Rents are rising faster than wages in 55 percent of markets, according to a study by ATTOM Data Solutions. In 432 counties analyzed, rents rose faster than wages in 236 of them, including:

Los Angeles County, California;

Harris County (Houston), Texas;

Maricopa County (Phoenix), Arizona;

San Diego County, California;

Orange County, California.

Where are the wages rising faster than rents, according to the study?

Cook County (Chicago), Illinois;

Kings County, New York;

Queens County, New York;

Clark County (Las Vegas), Nevada;

Tarrant County (Dallas-Fort Worth), Texas.

The counties with the highest potential annual gross rental yields for single-family housing in 2019, according to ATTOM Data Solutions:

Baltimore City, Maryland (24.5 percent)

Bibb County, Georgia, in the Macon metro area (21.9 percent)

Cumberland, New Jersey, in the Vineland-Bridgeton metro area (21.2 percent)

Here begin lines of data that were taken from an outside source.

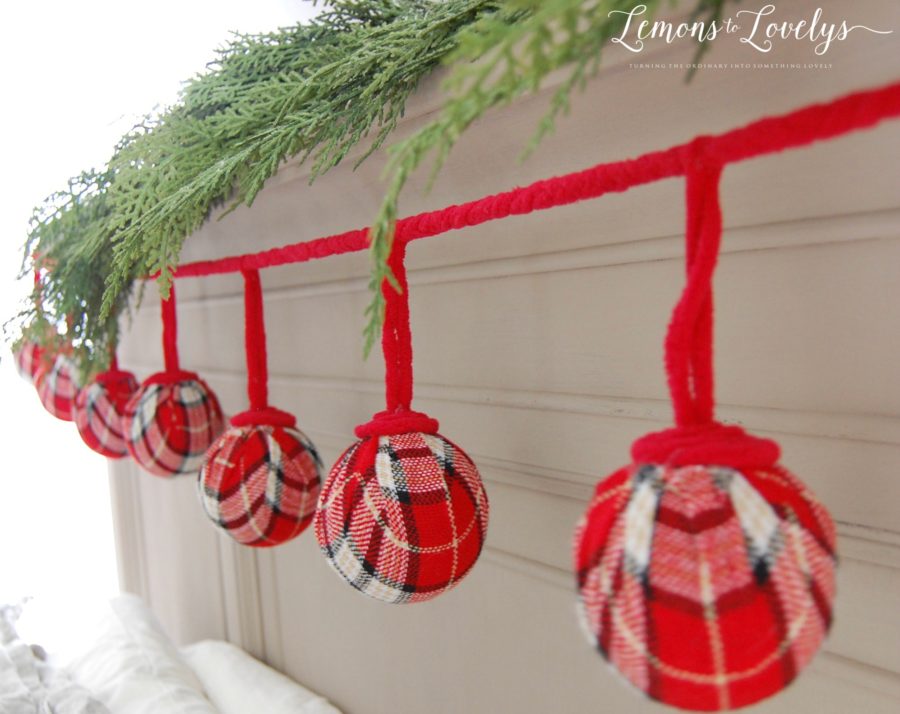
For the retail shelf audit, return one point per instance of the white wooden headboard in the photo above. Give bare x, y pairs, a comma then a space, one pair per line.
538, 345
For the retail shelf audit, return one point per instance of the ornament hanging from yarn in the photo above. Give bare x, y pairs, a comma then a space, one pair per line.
174, 416
260, 480
705, 571
403, 514
57, 386
28, 357
99, 409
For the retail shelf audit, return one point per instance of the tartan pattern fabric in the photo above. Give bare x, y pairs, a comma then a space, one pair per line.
707, 588
98, 414
170, 425
402, 518
260, 483
56, 387
28, 359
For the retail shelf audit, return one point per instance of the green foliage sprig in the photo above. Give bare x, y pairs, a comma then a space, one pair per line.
311, 91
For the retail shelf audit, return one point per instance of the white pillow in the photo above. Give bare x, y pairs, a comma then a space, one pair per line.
28, 685
134, 668
239, 684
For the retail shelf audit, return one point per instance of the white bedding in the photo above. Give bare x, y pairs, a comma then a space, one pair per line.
28, 685
134, 668
238, 684
131, 667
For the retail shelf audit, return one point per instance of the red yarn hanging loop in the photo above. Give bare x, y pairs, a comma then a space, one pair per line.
260, 413
396, 340
255, 342
697, 438
396, 344
689, 340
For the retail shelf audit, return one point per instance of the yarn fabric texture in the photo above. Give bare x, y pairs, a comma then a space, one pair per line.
99, 409
57, 386
28, 358
707, 587
170, 422
705, 571
260, 483
402, 517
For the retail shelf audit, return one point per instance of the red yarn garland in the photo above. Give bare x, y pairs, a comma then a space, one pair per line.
260, 480
705, 571
817, 122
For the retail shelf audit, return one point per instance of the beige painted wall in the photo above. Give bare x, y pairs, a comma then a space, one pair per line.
538, 345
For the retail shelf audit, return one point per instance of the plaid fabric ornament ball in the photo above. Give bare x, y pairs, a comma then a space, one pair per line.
170, 422
707, 586
57, 386
28, 359
98, 412
402, 517
260, 483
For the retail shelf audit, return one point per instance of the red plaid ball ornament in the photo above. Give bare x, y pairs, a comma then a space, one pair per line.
171, 421
402, 516
260, 479
28, 358
705, 571
57, 386
98, 412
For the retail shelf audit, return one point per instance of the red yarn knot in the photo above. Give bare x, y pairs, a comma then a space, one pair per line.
398, 422
269, 416
171, 377
711, 444
699, 154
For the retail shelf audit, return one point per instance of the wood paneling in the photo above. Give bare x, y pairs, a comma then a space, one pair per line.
538, 345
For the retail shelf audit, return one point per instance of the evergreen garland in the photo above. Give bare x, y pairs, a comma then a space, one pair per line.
311, 91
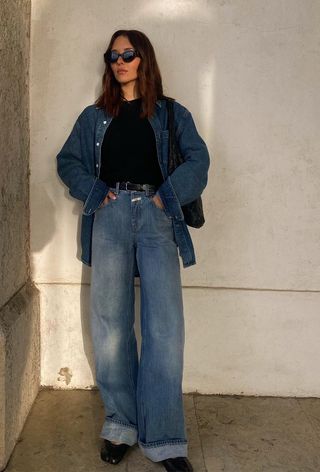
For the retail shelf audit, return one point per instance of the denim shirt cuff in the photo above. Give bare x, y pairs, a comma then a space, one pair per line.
96, 196
170, 200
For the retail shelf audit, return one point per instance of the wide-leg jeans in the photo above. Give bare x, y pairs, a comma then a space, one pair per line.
142, 397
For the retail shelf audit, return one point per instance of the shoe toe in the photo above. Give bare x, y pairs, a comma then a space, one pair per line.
177, 464
113, 453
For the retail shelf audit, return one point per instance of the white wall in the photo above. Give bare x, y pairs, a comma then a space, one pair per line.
249, 72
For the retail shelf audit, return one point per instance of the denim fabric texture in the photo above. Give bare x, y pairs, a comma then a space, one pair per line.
79, 160
143, 401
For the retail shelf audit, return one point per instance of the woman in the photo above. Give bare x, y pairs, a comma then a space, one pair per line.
115, 161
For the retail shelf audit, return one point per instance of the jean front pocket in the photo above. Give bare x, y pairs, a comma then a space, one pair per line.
154, 203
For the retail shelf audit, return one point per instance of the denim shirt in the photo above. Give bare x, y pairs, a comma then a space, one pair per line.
79, 161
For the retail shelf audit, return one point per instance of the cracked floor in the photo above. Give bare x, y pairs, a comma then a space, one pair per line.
225, 433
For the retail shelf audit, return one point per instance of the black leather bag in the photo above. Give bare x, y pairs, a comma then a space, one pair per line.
193, 211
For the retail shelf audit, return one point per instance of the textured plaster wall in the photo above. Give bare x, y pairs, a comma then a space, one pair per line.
249, 72
19, 299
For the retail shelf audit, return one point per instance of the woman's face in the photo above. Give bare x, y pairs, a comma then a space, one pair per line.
124, 72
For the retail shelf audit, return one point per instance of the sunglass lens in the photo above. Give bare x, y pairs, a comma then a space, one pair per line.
128, 56
113, 56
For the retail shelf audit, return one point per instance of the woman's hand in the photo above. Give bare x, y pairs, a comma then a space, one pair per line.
158, 202
110, 195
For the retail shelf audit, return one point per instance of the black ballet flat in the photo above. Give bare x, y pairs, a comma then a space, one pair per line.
177, 464
113, 453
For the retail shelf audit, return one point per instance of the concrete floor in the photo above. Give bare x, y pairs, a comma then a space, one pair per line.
225, 433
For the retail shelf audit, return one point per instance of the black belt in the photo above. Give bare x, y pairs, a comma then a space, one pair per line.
134, 186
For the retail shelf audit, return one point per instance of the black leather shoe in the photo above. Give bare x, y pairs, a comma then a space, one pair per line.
113, 453
177, 464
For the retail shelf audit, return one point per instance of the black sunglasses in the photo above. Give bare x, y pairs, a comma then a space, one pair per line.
127, 56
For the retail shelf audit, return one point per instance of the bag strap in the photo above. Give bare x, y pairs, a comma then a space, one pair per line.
170, 124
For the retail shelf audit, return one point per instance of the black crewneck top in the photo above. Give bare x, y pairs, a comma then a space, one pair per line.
128, 151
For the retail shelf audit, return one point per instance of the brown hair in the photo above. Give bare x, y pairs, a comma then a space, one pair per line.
149, 77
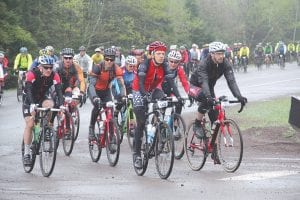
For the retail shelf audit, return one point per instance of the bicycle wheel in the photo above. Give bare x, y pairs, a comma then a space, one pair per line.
113, 143
178, 128
47, 151
195, 149
230, 146
68, 138
164, 150
95, 146
76, 119
145, 148
29, 168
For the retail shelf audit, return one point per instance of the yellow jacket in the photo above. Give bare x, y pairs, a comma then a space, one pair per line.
23, 62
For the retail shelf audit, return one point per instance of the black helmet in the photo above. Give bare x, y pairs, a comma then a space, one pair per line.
110, 52
67, 51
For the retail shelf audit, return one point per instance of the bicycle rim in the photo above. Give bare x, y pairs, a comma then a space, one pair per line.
28, 168
230, 146
76, 120
113, 143
195, 149
164, 151
95, 147
144, 154
47, 152
178, 130
68, 141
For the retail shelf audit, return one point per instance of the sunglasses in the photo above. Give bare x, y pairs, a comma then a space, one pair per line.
109, 59
47, 67
173, 62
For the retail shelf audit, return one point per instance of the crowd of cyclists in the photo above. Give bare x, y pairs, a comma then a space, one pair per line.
150, 73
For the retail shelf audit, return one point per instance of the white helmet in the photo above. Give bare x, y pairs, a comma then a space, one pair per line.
217, 47
131, 60
176, 55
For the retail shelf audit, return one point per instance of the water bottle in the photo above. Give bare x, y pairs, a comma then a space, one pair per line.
150, 133
36, 132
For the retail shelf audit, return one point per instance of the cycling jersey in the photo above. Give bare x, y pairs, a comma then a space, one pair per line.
37, 86
71, 76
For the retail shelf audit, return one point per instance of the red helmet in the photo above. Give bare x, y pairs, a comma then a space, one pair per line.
157, 46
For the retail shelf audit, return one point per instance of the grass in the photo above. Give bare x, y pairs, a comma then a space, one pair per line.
270, 113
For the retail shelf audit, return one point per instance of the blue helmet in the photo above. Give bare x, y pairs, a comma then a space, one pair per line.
46, 60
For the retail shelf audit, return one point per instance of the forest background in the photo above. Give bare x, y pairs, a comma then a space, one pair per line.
93, 23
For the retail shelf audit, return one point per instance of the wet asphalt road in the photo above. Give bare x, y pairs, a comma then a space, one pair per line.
264, 175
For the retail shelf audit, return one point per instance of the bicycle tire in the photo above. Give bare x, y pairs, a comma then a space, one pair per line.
47, 151
68, 141
76, 119
144, 155
95, 146
28, 168
179, 131
164, 150
230, 155
113, 148
195, 149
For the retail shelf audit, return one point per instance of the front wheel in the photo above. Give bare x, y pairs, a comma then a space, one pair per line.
230, 145
113, 143
47, 151
195, 149
164, 150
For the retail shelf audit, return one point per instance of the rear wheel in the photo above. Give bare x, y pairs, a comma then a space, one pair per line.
47, 151
68, 135
178, 128
145, 148
76, 119
113, 143
230, 146
164, 150
194, 149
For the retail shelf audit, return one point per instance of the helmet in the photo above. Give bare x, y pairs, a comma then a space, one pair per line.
49, 48
42, 52
82, 48
216, 47
131, 60
157, 46
46, 60
110, 52
137, 52
67, 51
23, 50
176, 55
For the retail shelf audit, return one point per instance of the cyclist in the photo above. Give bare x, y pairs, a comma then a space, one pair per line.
22, 62
99, 87
38, 82
84, 60
148, 80
205, 78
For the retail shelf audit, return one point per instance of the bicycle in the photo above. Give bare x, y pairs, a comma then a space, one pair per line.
107, 135
43, 142
66, 127
21, 84
126, 121
162, 145
223, 139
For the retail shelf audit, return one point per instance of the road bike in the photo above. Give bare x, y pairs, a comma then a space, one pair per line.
107, 135
222, 138
21, 85
43, 142
66, 126
126, 121
161, 145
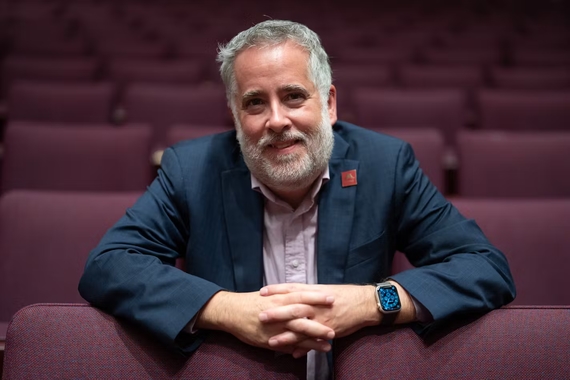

Winnebago, Illinois, in the Rockford metro area (17.1 percent)

Wayne County, Michigan, in the Detroit metro area (17.1 percent)

People are renting longer and actually preferring renting to buying, according to The Washington Post. As developers respond by building more units, rents may be stabilizing in some markets. Supply continues to be a concerning factor, especially at the market’s lower end, where high occupancy rates are increasing rents.

The National Apartment Association (NAA) predicts occupancy rates will remain at 94-95 percent in 2019, and rent growth will average 2-3 percent. Concessions, meanwhile, will continue to decline.

The best place in the country to invest, according to the Urban Land Institute’s Emerging Trends in Real Estate report, names Dallas/Fort Worth, Texas, as #1. This market climbed to the top from #5 in 2018, due to its strong economy and labor market, population growth, and low cost of living. These factors have also increased demand for rental properties.

Next on its list is New York/Brooklyn, NY, attributing its high-occupancy rate and rental income as a good place to own a multifamily investment property.